The solution to this mystery is that there’s actually no mystery to solve. People assume that when they dial a number and hear a phone ringing, that means the phone is actually ringing at the other end. In reality, that assumption is completely bogus – it hasn’t been true for years – and as soon as you realise that, it’s obvious that there’s actually no mystery to solve. The only puzzle is why so many journalists reported this story without bothering to call a phone company and check it out first.
It isn’t just information from the plane that’s patchy. Many people, myself included, have learned in the last five days that dodgy passports are actually far more common than we realised. Given that Interpol maintains a database of lost and stolen passports, accessible to any airline in the world that chooses to use it, why are a billion passengers each year able to board aircraft without having their passports checked?
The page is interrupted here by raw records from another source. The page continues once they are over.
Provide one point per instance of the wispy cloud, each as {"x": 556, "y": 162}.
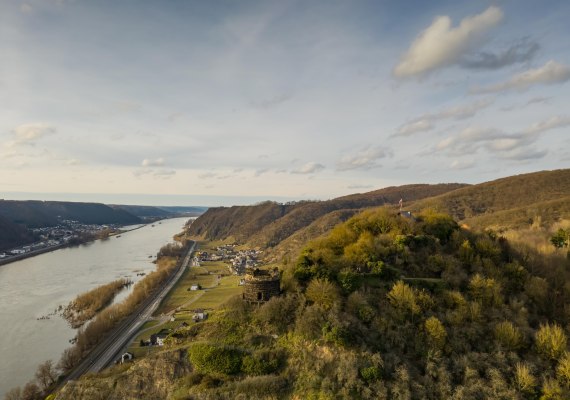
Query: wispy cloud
{"x": 157, "y": 162}
{"x": 427, "y": 122}
{"x": 462, "y": 164}
{"x": 309, "y": 168}
{"x": 512, "y": 146}
{"x": 30, "y": 133}
{"x": 520, "y": 52}
{"x": 441, "y": 44}
{"x": 549, "y": 74}
{"x": 359, "y": 187}
{"x": 364, "y": 159}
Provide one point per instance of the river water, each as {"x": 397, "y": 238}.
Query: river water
{"x": 35, "y": 287}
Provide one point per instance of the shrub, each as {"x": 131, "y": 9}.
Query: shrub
{"x": 525, "y": 382}
{"x": 213, "y": 359}
{"x": 403, "y": 298}
{"x": 551, "y": 341}
{"x": 323, "y": 293}
{"x": 508, "y": 335}
{"x": 436, "y": 334}
{"x": 563, "y": 369}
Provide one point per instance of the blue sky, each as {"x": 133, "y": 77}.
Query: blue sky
{"x": 230, "y": 102}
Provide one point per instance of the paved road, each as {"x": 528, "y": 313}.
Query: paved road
{"x": 108, "y": 350}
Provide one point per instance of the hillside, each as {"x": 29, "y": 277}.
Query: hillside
{"x": 17, "y": 217}
{"x": 268, "y": 223}
{"x": 13, "y": 235}
{"x": 382, "y": 307}
{"x": 34, "y": 214}
{"x": 540, "y": 191}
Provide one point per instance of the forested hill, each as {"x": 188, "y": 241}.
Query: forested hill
{"x": 514, "y": 201}
{"x": 12, "y": 235}
{"x": 48, "y": 213}
{"x": 269, "y": 223}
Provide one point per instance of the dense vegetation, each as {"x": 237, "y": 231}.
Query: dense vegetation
{"x": 269, "y": 223}
{"x": 88, "y": 304}
{"x": 514, "y": 200}
{"x": 34, "y": 214}
{"x": 89, "y": 336}
{"x": 12, "y": 235}
{"x": 383, "y": 307}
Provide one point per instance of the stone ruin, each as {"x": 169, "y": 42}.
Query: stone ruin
{"x": 261, "y": 284}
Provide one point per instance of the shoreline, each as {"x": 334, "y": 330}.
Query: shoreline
{"x": 34, "y": 253}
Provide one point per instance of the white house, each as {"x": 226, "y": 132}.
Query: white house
{"x": 199, "y": 315}
{"x": 127, "y": 357}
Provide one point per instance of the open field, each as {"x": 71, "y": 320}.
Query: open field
{"x": 218, "y": 286}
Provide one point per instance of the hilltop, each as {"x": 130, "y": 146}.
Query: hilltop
{"x": 267, "y": 224}
{"x": 18, "y": 218}
{"x": 511, "y": 202}
{"x": 381, "y": 307}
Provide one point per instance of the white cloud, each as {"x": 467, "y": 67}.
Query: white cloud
{"x": 154, "y": 173}
{"x": 364, "y": 159}
{"x": 517, "y": 146}
{"x": 426, "y": 122}
{"x": 309, "y": 168}
{"x": 26, "y": 8}
{"x": 461, "y": 164}
{"x": 157, "y": 162}
{"x": 73, "y": 161}
{"x": 549, "y": 74}
{"x": 558, "y": 121}
{"x": 30, "y": 133}
{"x": 441, "y": 45}
{"x": 415, "y": 126}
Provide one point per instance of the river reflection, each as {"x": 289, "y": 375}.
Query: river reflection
{"x": 33, "y": 288}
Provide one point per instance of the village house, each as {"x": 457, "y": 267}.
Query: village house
{"x": 199, "y": 315}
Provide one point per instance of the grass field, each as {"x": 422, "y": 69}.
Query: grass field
{"x": 218, "y": 286}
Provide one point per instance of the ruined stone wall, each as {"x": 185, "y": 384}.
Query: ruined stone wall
{"x": 260, "y": 286}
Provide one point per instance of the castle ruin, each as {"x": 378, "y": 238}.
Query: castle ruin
{"x": 260, "y": 285}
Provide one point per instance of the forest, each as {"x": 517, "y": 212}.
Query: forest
{"x": 383, "y": 307}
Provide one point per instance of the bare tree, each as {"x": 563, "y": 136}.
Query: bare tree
{"x": 69, "y": 359}
{"x": 32, "y": 392}
{"x": 46, "y": 374}
{"x": 14, "y": 394}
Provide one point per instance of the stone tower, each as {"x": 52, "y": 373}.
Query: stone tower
{"x": 260, "y": 285}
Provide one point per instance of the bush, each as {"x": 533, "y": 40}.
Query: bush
{"x": 508, "y": 335}
{"x": 213, "y": 359}
{"x": 551, "y": 341}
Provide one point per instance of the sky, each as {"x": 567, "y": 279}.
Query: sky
{"x": 232, "y": 102}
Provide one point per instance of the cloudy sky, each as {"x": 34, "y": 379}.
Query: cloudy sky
{"x": 221, "y": 102}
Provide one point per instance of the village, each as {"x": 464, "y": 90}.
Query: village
{"x": 67, "y": 232}
{"x": 216, "y": 273}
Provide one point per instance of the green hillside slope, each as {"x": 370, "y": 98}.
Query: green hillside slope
{"x": 268, "y": 224}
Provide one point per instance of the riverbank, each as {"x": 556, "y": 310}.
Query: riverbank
{"x": 49, "y": 249}
{"x": 34, "y": 287}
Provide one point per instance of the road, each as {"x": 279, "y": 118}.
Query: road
{"x": 108, "y": 350}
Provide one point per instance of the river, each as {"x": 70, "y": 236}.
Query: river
{"x": 33, "y": 288}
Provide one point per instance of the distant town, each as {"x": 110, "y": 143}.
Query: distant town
{"x": 66, "y": 233}
{"x": 238, "y": 260}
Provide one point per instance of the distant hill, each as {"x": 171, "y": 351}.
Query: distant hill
{"x": 13, "y": 235}
{"x": 508, "y": 202}
{"x": 505, "y": 203}
{"x": 269, "y": 223}
{"x": 161, "y": 211}
{"x": 16, "y": 217}
{"x": 34, "y": 213}
{"x": 180, "y": 210}
{"x": 143, "y": 211}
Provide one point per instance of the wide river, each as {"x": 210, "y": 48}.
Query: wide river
{"x": 33, "y": 288}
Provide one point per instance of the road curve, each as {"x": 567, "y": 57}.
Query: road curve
{"x": 108, "y": 350}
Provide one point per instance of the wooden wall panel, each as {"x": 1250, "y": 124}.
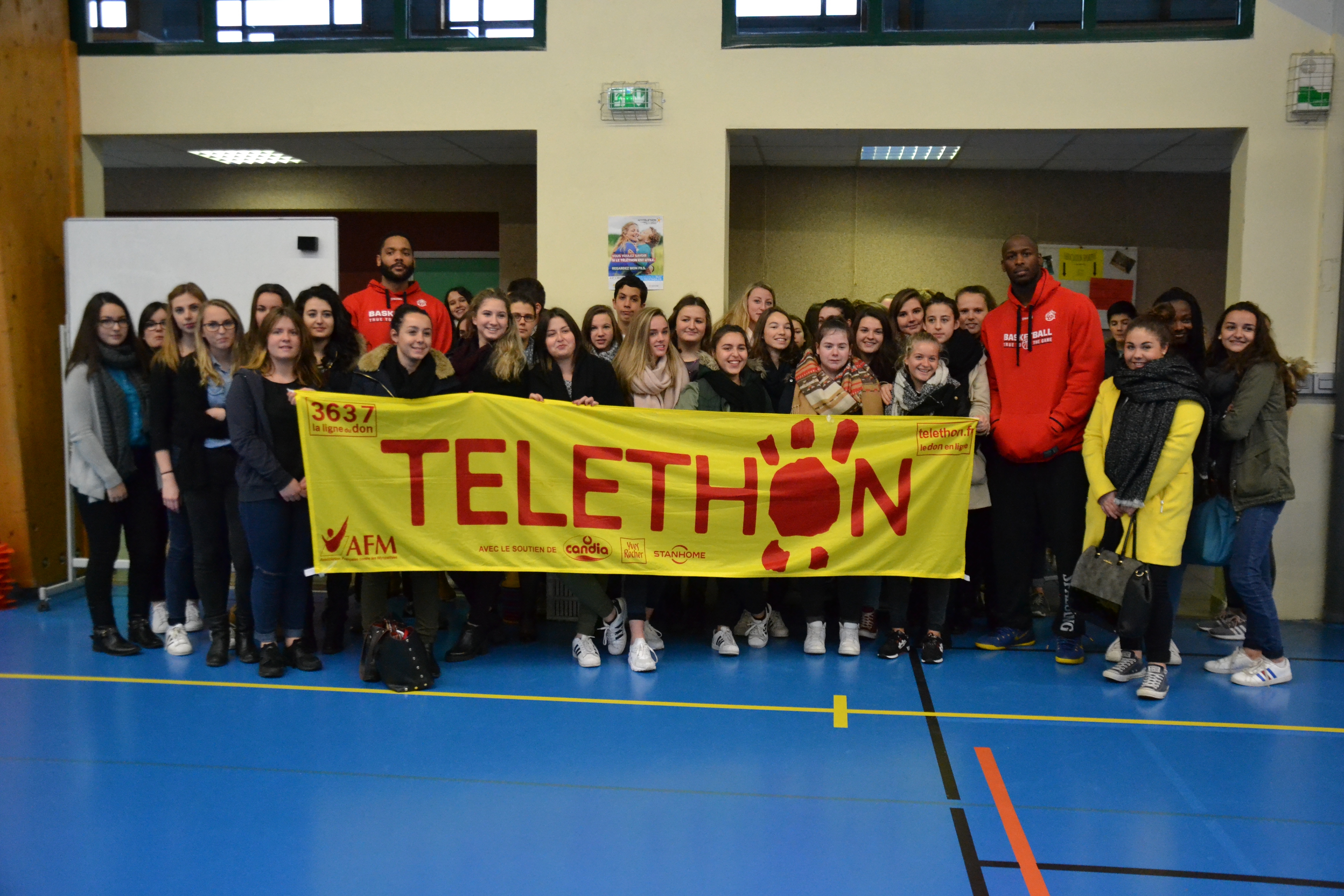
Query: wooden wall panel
{"x": 39, "y": 189}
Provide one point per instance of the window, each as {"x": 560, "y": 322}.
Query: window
{"x": 306, "y": 26}
{"x": 752, "y": 23}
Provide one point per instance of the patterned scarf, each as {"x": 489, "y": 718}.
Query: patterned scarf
{"x": 830, "y": 394}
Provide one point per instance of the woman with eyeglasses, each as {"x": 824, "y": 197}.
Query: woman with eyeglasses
{"x": 111, "y": 469}
{"x": 193, "y": 424}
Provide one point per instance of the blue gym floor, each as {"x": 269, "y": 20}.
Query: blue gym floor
{"x": 319, "y": 784}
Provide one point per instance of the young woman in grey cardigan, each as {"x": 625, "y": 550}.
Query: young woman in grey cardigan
{"x": 111, "y": 469}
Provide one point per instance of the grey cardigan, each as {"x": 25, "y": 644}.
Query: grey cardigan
{"x": 88, "y": 468}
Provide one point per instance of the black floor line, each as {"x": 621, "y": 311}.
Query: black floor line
{"x": 1163, "y": 872}
{"x": 949, "y": 784}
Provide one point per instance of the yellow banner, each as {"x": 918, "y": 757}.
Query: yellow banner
{"x": 489, "y": 483}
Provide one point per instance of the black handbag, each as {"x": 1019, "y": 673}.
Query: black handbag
{"x": 1121, "y": 585}
{"x": 396, "y": 655}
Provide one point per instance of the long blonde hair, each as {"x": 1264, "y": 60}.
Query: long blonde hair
{"x": 635, "y": 356}
{"x": 204, "y": 360}
{"x": 169, "y": 354}
{"x": 738, "y": 315}
{"x": 509, "y": 358}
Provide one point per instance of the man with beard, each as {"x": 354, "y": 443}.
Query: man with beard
{"x": 372, "y": 308}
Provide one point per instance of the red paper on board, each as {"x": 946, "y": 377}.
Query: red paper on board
{"x": 1105, "y": 292}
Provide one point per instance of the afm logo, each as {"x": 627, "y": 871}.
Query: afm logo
{"x": 358, "y": 547}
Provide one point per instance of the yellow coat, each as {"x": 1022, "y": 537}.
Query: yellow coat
{"x": 1171, "y": 495}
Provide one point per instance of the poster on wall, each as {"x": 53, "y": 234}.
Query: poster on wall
{"x": 1105, "y": 274}
{"x": 635, "y": 246}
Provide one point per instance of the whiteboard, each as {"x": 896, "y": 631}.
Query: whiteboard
{"x": 142, "y": 258}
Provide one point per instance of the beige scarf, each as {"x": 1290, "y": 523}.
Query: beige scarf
{"x": 662, "y": 385}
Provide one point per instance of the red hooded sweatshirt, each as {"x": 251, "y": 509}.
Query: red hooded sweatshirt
{"x": 1046, "y": 365}
{"x": 372, "y": 311}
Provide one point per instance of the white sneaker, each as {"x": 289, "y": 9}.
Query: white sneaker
{"x": 1264, "y": 673}
{"x": 178, "y": 644}
{"x": 724, "y": 643}
{"x": 195, "y": 622}
{"x": 159, "y": 617}
{"x": 816, "y": 640}
{"x": 585, "y": 652}
{"x": 848, "y": 639}
{"x": 759, "y": 633}
{"x": 654, "y": 637}
{"x": 1236, "y": 662}
{"x": 1113, "y": 652}
{"x": 613, "y": 633}
{"x": 642, "y": 657}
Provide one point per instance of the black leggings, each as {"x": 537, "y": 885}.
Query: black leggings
{"x": 140, "y": 516}
{"x": 217, "y": 538}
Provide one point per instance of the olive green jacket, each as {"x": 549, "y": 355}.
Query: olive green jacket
{"x": 1257, "y": 425}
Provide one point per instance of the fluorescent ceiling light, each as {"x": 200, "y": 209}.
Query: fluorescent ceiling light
{"x": 909, "y": 154}
{"x": 246, "y": 156}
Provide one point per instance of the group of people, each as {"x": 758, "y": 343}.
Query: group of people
{"x": 185, "y": 436}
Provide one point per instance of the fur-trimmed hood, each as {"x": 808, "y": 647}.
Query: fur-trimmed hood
{"x": 374, "y": 359}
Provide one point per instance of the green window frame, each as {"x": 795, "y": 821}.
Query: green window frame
{"x": 873, "y": 14}
{"x": 401, "y": 41}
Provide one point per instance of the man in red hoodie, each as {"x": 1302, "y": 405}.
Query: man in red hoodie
{"x": 1046, "y": 362}
{"x": 372, "y": 308}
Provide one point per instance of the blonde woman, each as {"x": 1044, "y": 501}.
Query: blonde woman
{"x": 652, "y": 374}
{"x": 757, "y": 300}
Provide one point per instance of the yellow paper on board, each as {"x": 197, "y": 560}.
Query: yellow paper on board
{"x": 490, "y": 483}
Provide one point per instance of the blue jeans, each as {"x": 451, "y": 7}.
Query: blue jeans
{"x": 281, "y": 551}
{"x": 1253, "y": 577}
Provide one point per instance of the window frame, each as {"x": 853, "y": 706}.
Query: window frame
{"x": 401, "y": 39}
{"x": 874, "y": 15}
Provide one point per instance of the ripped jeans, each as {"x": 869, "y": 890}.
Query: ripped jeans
{"x": 281, "y": 551}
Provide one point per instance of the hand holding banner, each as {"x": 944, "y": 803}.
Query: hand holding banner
{"x": 490, "y": 483}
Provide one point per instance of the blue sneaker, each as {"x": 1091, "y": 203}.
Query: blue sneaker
{"x": 1069, "y": 651}
{"x": 1007, "y": 637}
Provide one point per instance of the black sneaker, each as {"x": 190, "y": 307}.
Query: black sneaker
{"x": 896, "y": 645}
{"x": 932, "y": 651}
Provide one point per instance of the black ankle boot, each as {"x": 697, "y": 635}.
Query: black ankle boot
{"x": 143, "y": 635}
{"x": 272, "y": 662}
{"x": 218, "y": 653}
{"x": 245, "y": 645}
{"x": 299, "y": 656}
{"x": 108, "y": 640}
{"x": 368, "y": 668}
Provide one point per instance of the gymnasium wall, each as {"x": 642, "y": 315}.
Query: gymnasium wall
{"x": 861, "y": 233}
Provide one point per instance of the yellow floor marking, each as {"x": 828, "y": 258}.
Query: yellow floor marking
{"x": 841, "y": 711}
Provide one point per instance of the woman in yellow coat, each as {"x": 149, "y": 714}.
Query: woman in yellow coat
{"x": 1140, "y": 451}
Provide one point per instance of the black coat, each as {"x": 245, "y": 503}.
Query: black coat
{"x": 593, "y": 378}
{"x": 179, "y": 424}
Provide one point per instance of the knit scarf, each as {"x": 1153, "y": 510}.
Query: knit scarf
{"x": 749, "y": 397}
{"x": 662, "y": 385}
{"x": 830, "y": 394}
{"x": 1143, "y": 421}
{"x": 907, "y": 400}
{"x": 113, "y": 412}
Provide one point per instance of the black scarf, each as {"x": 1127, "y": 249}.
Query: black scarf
{"x": 419, "y": 383}
{"x": 750, "y": 397}
{"x": 113, "y": 410}
{"x": 1143, "y": 421}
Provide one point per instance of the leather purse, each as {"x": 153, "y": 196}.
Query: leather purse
{"x": 1121, "y": 585}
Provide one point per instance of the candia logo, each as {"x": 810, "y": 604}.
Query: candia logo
{"x": 588, "y": 549}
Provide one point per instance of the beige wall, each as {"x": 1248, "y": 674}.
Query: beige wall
{"x": 509, "y": 190}
{"x": 1287, "y": 209}
{"x": 859, "y": 233}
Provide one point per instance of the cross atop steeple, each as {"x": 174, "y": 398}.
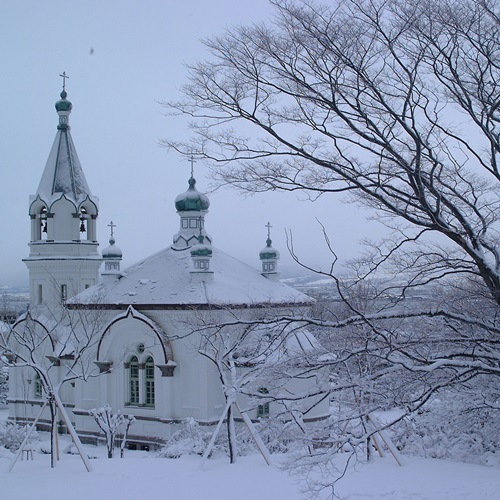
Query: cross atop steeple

Once again, the question rests on a big assumption: that checking whether passports are lost or stolen is going to make much difference to security in the first place. Only two of the 19 hijackers on 9/11 carried dodgy passports – to give one example – and it’s not immediately obvious why any would-be bomber would need to. After all, suicide bombers rarely pull the same stunt twice. Recent history has shown, too, that there are no shortage of fresh recruits to the cause. Extremists have shown a terrifying willingness to attach bombs to partners, children or even babies in the past. While passport checking might have a role in curbing illegal immigration, its use against terrorism seems limited at best, and easily circumvented.
Ultimately, lots more information about Flight MH370 could have been available, or been available faster. Even if that were the case though, our understanding of what happened would still rely on an effective organisation on the ground, piecing together all the parts into a coherent story. Unfortunately, it seems that one of the biggest factors hampering the search is the confused and garbled information coming out of various arms of the Malaysian government.
Amid all the conspiracy theories emerging in the last few days, it’s ironic that it may well be a government that prevents the plane from being found, but through incompetence rather than design. There’s an important lesson in here somewhere: that for all the focus on technological and data-driven solutions to the mysteries of the world – and for all our faith in the powers of surveillance – in the end, it all comes down to people.